Die Bedeutung öffentlicher Bühnen steckt im multiplizierten Ergebnis aus Kunstbehauptung und Quotenbilanz. Zweifelsfrei überprüfbar ist beides nicht, aber das wäre ein anderes Thema. Sind die Häuser „voll“, kann man die Besucherstatistik zur elastischen Erfolgskurve biegen; wird auch jenseits der Stadtgrenzen die Essenz hausgemachter Kunstfertigkeit beachtet, sehen die Subventionsbruderschaften aus Stadt und Staat (in Nürnberg derzeit je zur Hälfte) das unvermeidliche Millionendefizit als vertretbare Negativverzinsung höherer Absichten. Das Eine ist ohne das Andere nicht viel wert. Aber wie wird solcher Erfolg jenseits der eisernen Weisheit, dass man die „Zauberflöte“ immer spielen kann, (was ab April 2020 am Opernhaus denn auch mit einer zehn Jahre alten Produktion geschieht) denn nun gemessen? Darf man beispielsweise erwarten, dass die zur Programmatik berufenen, stilbildenden Leitungsfiguren der Kulturfabriken zum Beweis ihrer Bedeutung andernorts umworben werden, aber dennoch strikt vertragsselig daheim sitzen bleiben? Die ständige Auseinandersetzung mit der verqueren fränkischen Selbstkasteiungsskepsis, die da besagt, dass ein ortsansässiger Künstler eigentlich nur bedingt grandios sein kann, weil er ja sonst sicherlich längst kein solcher mehr wäre, existiert unkaputtbar. Dabei ist sie, war sie wohl schon immer, mittelgrober Unfug.   

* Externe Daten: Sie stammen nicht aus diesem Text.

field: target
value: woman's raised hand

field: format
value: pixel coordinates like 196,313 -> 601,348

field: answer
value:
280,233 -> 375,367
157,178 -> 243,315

Man darf es am Vergleichsbeispiel der – ist schon zwei Absätze her: Sie erinnern sich? – bei Tisch genannten, im Kritiker-Kalau sogar zur „Maestra“ geadelten und aus Erfurt nach Nürnberg gewechselten Generalmusikdirektorin Joana Mallwitz (32) belegen. Als einst am Stadttheater Lübeck der grade im großen Karriereaufschwung befindliche Jungmusiker Christoph von Dohnanyi (später berühmt als weltreisender Dirigent, progressiver Opernintendant, Bruder eines SPD-Spitzenpolitikers und Ehemann von Anja Silja) wegen höherrangiger Angebote sein Provinzorchester als nomineller Chef nur noch bei den ausgewählten Saisonhöhepunkten befehligte, hatte er als bekanntermaßen ungarischstämmiger und auf korrekte Aussprache seines Namens bedachter Künstler (sprich: Dochnanyi) schnell den Spitznamen „Dochnieda“.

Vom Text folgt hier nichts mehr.